Les Grecs face à l’austérité rappellent les Oranais face à la peste
Dans le roman de Camus, les personnages ont des attitudes différentes face à l’épidémie. Si certains comme Rieux ou son ami Tarrou se démène contre l’épidémie et tentent de n’être « ni bourreau ni victime » comme le dit si brillamment Tarrou, d’autres en profitent au contraire pour prospérer sur la misère des autres comme Cottard le contrebandier. D’autres, enfin, voit d’abord dans la peste une punition divine avant de changer de point de vue après la mort d’innocents : c’est le cas du père Paneloux.
Eh bien on retrouve ces positions en Grèce au sein de la population. La grande majorité de la population est hostile à l’austérité et met en place une forme de solidarité et de révolte. Surtout, loin de la caricature de la méchante Troïka et des gentils Grecs, beaucoup de personnes en Grèce reconnaissent que les précédents gouvernements ont fauté en mentant sur les comptes publics. Ils essayent donc de n’être ni bourreaux ni victimes. D’autres, les armateurs et tous grands fraudeurs fiscaux adoptent plus volontiers la position de Cottard en profitant de la situation catastrophique pour prospérer. D’autres enfin, les partis Nouvelle Démocratie ou du PASOK, qui ont fait campagne pour le oui au référendum, explique à la manière de Paneloux qu’il faut souffrir aujourd’hui pour aller mieux demain et que l’un dans l’autre, le fléau de l’austérité n’est qu’un juste retour des choses et une punition méritée.
Et c’est bien dans cette attitude que La Peste nous permet de lire la crise grecque et la réaction de révolte des Grecs face à l’austérité. Dans le roman, Camus met en place les idées qu’il développera plus tard dans L’Homme révolté : il récuse toute téléologie, toute doctrine qui prétendrait sacrifier le présent à un avenir meilleur. C’est exactement ce qu’exprime les Grecs. L’austérité insoutenable, ils n’en peuvent plus et on les comprend bien. Camus aurait sans doute combattu l’austérité imposée à la Grèce si l’on s’en tient au message véhiculé par L’Homme révolté, véritable pamphlet contre les philosophies de l’histoire qui, du christianisme au marxisme, ont cherché à consoler les hommes des misères d’aujourd’hui par la promesse de lendemains meilleurs.

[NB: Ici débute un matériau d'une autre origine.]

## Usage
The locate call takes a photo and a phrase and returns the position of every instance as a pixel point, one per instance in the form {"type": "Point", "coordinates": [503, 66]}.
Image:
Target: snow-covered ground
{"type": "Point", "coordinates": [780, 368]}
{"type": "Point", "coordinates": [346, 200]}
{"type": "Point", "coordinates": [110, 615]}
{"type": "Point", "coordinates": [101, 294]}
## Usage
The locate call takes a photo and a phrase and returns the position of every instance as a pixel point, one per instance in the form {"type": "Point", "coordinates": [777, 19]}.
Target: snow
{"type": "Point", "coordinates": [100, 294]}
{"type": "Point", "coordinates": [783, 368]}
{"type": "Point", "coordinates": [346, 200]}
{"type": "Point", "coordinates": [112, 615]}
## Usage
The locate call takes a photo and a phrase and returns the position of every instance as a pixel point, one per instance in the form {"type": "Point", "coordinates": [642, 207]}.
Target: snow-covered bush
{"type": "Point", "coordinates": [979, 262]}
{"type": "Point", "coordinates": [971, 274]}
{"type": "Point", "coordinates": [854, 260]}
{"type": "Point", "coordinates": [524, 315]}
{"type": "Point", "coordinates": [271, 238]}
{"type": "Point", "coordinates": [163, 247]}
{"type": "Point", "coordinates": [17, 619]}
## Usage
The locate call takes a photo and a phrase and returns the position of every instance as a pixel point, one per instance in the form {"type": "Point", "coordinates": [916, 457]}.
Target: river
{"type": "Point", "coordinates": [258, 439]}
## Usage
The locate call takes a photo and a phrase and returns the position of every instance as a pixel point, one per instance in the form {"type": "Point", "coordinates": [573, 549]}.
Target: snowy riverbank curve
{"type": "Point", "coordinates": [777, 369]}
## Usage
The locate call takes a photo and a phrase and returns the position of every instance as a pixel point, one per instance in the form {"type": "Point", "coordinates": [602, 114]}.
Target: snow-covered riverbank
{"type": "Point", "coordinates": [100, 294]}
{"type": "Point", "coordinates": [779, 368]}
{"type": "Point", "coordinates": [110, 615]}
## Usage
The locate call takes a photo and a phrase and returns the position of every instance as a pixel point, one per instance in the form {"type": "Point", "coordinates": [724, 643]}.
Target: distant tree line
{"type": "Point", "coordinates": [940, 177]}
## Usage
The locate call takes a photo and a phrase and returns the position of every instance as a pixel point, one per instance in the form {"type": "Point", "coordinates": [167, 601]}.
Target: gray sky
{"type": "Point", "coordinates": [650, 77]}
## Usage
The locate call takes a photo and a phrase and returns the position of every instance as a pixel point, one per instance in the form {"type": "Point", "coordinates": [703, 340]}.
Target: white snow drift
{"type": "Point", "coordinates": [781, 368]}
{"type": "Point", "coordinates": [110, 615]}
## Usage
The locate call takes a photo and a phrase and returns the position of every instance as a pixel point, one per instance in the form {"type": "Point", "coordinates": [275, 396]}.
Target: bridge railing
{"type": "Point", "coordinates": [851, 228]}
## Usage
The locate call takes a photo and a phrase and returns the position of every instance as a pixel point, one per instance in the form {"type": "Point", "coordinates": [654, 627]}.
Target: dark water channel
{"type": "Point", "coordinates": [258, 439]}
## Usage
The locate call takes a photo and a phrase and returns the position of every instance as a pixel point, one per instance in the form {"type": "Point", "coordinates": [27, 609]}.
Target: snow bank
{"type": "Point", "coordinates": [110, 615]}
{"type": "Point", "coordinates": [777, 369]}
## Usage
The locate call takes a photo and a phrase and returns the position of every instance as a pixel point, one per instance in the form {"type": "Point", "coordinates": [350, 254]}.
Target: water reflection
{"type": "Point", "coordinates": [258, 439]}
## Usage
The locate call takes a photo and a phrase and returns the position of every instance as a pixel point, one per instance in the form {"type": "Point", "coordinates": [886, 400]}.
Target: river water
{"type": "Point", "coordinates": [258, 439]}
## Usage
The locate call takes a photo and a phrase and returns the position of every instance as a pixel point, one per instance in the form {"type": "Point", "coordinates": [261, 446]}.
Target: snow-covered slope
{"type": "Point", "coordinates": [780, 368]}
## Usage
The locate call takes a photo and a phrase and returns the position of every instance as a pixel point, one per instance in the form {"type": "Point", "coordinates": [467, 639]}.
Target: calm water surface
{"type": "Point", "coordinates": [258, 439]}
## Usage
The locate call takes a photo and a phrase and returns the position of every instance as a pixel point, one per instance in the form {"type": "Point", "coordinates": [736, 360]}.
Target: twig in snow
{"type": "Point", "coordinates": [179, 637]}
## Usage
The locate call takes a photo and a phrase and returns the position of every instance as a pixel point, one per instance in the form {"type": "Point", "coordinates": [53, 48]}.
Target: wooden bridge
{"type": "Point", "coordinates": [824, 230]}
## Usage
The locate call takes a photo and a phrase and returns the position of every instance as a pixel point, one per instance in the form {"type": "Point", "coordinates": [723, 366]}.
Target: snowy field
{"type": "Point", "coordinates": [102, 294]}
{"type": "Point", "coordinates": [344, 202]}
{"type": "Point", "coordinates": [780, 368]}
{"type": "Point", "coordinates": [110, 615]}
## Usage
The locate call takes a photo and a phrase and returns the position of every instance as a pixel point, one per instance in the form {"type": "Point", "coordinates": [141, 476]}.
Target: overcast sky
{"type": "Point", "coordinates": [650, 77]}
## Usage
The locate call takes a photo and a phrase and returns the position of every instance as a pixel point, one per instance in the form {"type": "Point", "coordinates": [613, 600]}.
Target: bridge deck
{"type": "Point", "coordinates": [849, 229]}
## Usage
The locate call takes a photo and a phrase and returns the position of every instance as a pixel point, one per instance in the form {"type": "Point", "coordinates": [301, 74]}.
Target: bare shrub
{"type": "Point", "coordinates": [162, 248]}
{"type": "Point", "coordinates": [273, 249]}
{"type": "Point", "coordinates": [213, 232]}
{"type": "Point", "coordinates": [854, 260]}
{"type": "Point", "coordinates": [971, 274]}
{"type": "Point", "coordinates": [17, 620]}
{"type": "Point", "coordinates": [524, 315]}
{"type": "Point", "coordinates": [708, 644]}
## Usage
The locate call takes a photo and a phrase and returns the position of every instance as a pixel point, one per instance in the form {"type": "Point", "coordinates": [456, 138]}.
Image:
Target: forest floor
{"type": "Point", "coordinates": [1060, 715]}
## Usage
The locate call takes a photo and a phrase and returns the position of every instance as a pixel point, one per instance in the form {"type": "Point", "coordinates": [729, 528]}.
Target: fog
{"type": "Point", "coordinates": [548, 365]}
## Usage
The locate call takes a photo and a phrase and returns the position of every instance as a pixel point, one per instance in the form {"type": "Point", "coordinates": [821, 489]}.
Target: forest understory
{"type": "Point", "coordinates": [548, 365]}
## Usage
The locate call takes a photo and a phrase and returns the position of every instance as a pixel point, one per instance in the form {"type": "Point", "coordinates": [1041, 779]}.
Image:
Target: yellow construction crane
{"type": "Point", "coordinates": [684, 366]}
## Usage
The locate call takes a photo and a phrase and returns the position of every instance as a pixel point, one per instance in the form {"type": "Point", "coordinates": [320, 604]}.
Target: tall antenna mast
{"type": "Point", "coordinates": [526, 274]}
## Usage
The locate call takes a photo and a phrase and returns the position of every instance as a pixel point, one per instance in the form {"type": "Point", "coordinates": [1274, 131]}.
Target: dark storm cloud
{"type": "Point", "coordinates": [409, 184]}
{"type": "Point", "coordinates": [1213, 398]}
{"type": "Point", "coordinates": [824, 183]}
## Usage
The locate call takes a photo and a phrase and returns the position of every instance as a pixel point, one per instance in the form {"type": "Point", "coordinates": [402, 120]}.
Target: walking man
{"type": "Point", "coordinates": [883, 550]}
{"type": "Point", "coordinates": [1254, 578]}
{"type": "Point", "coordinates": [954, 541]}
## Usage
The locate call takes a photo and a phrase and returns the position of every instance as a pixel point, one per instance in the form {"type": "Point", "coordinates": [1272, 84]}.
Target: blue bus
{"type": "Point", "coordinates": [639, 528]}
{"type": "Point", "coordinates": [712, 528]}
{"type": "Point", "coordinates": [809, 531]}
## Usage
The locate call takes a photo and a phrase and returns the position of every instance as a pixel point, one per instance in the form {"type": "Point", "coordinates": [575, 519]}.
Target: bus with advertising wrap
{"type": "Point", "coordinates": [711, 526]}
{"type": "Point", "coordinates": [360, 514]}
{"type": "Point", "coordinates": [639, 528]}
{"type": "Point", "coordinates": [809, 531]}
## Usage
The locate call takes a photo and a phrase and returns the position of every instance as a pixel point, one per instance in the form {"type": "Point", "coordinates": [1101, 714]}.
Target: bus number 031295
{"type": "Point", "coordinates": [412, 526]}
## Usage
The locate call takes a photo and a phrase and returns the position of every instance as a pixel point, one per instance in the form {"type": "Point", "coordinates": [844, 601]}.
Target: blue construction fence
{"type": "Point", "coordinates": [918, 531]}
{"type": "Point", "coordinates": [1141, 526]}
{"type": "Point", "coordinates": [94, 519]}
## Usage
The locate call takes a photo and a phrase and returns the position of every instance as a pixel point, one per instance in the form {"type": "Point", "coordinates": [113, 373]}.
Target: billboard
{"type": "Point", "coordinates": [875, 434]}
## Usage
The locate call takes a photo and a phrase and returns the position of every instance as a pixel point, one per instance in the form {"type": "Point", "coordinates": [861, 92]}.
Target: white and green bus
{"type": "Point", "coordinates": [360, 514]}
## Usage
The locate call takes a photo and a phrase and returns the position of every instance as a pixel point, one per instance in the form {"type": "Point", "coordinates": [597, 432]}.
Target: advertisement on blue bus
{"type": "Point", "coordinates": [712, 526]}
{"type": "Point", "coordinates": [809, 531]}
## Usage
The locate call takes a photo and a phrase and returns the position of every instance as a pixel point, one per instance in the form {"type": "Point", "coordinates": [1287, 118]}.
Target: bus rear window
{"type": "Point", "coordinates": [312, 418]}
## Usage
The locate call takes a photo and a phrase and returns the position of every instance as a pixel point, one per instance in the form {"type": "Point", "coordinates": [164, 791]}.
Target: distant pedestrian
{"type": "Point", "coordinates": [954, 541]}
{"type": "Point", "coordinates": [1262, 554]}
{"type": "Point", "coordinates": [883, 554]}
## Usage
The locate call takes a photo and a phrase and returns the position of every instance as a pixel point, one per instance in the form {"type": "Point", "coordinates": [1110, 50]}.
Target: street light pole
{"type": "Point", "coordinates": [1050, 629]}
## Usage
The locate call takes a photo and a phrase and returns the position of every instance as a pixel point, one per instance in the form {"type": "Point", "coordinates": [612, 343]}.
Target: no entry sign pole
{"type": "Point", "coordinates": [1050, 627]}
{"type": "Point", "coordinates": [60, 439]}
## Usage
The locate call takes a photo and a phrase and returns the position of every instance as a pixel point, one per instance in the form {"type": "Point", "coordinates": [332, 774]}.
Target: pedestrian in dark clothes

Finalement, et pour aller jusqu’au bout dans la comparaison entre l’austérité subie par la Grèce et la peste subie par les Oranais, il faut aussi retenir le message final porté par le roman camusien : même en cas de victoire contre l’austérité, il faudra toujours se méfier. Les germes de l’austérité ne meurent jamais tout comme le bacille de la peste, ce qui explique la mesure du docteur Rieux à la fin du roman «car il savait ce que cette foule en joie ignorait, et qu’on peut lire dans les livres, que le bacille de la peste ne meurt ni ne disparaît jamais, qu’il peut rester pendant des dizaines d’années endormi dans les meubles et le linge, qu’il attend patiemment dans les chambres, les caves, les malles, les mouchoirs et les paperasses, et que, peut-être, le jour viendrait où, pour le malheur et l’enseignement des hommes, la peste réveillerait ses rats et les enverrait mourir dans une cité heureuse».